Jun 30, 2025 06:51:00 -0400 by George Glover | #Media #Street Notes

Jefferies cited the improving outlook for Disney’s theme parks as one factor that can drive shares higher. (Arturo Holmes/Getty Images for Disney Dreamers Academy)

Walt Disney stock was rising in early trading Monday after receiving an upgrade from Jefferies, which is forecasting the entertainment company’s operating profit will rise by 10% next fiscal year after nearly a decade of sluggish growth.

Analyst Ed Alter raised his rating to Buy from Hold and hiked his price target to $144 from $100. The new target implies shares can climb about 17% from their level as of Friday’s close. The stock closed Friday at $122.34. It has risen nearly 10% this year. It climbed another 1.4% early Monday, likely powered higher by Jefferies’ upgrade. The benchmark S&P 500 was up 0.3%.

The House of Mouse has struggled to grow its operating income since 2016 due to headwinds including the decline of linear TV and losses for the company’s streaming division. “This dynamic is set to change,” Alter said in a research note published Monday.

Jefferies has turned more bullish on Disney’s Experiences division, which includes theme parks and cruise lines. The unit is well-positioned thanks to the looming launch of two more cruise ships, Alter said.

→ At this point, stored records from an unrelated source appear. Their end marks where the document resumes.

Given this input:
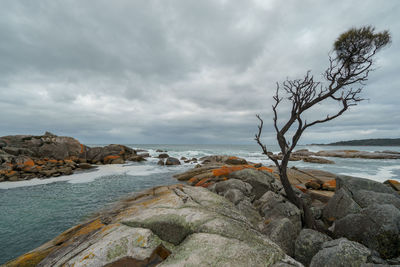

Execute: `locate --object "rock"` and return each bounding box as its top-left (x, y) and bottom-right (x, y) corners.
top-left (235, 197), bottom-right (263, 228)
top-left (384, 180), bottom-right (400, 192)
top-left (303, 157), bottom-right (335, 164)
top-left (334, 204), bottom-right (400, 259)
top-left (225, 157), bottom-right (247, 165)
top-left (223, 188), bottom-right (245, 205)
top-left (254, 191), bottom-right (302, 232)
top-left (127, 155), bottom-right (146, 162)
top-left (165, 157), bottom-right (181, 166)
top-left (228, 169), bottom-right (282, 199)
top-left (78, 163), bottom-right (93, 170)
top-left (158, 153), bottom-right (169, 159)
top-left (336, 176), bottom-right (395, 194)
top-left (82, 144), bottom-right (136, 164)
top-left (322, 180), bottom-right (336, 191)
top-left (57, 167), bottom-right (72, 175)
top-left (310, 238), bottom-right (371, 267)
top-left (305, 180), bottom-right (322, 190)
top-left (263, 218), bottom-right (298, 257)
top-left (323, 188), bottom-right (361, 222)
top-left (215, 179), bottom-right (252, 196)
top-left (294, 229), bottom-right (332, 266)
top-left (8, 185), bottom-right (301, 266)
top-left (353, 190), bottom-right (400, 210)
top-left (200, 155), bottom-right (247, 165)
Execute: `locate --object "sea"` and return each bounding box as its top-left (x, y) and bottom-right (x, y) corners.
top-left (0, 144), bottom-right (400, 264)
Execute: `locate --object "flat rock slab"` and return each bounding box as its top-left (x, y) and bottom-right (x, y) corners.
top-left (5, 185), bottom-right (302, 267)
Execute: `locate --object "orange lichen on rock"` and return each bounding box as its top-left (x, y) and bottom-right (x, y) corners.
top-left (296, 185), bottom-right (308, 193)
top-left (195, 178), bottom-right (210, 186)
top-left (212, 164), bottom-right (272, 176)
top-left (200, 182), bottom-right (214, 188)
top-left (322, 179), bottom-right (336, 191)
top-left (35, 160), bottom-right (45, 165)
top-left (104, 155), bottom-right (121, 163)
top-left (257, 166), bottom-right (274, 173)
top-left (81, 252), bottom-right (94, 262)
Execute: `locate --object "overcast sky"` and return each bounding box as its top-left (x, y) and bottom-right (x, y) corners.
top-left (0, 0), bottom-right (400, 144)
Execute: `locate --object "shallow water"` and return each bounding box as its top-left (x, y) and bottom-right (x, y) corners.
top-left (0, 145), bottom-right (400, 264)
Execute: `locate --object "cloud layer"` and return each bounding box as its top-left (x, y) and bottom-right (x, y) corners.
top-left (0, 0), bottom-right (400, 143)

He also expects Epic Universe, a theme park owned by NBCUniversal parent Comcast that opened last month, to soon “flip to an Orlando traffic tailwind”—reflecting the idea that Epic will draw even more holidaymakers to central Florida, where Disney’s flagship park is based.

Alter also is expecting profit margin for Disney’s direct-to-consumer streaming unit to climb to 13% by the end of the company‘s fiscal 2028, up from 0% now. He pointed to The Bear, Fantastic Four, Zootopia 2, and Avatar 3 as new releases that could also boost earnings.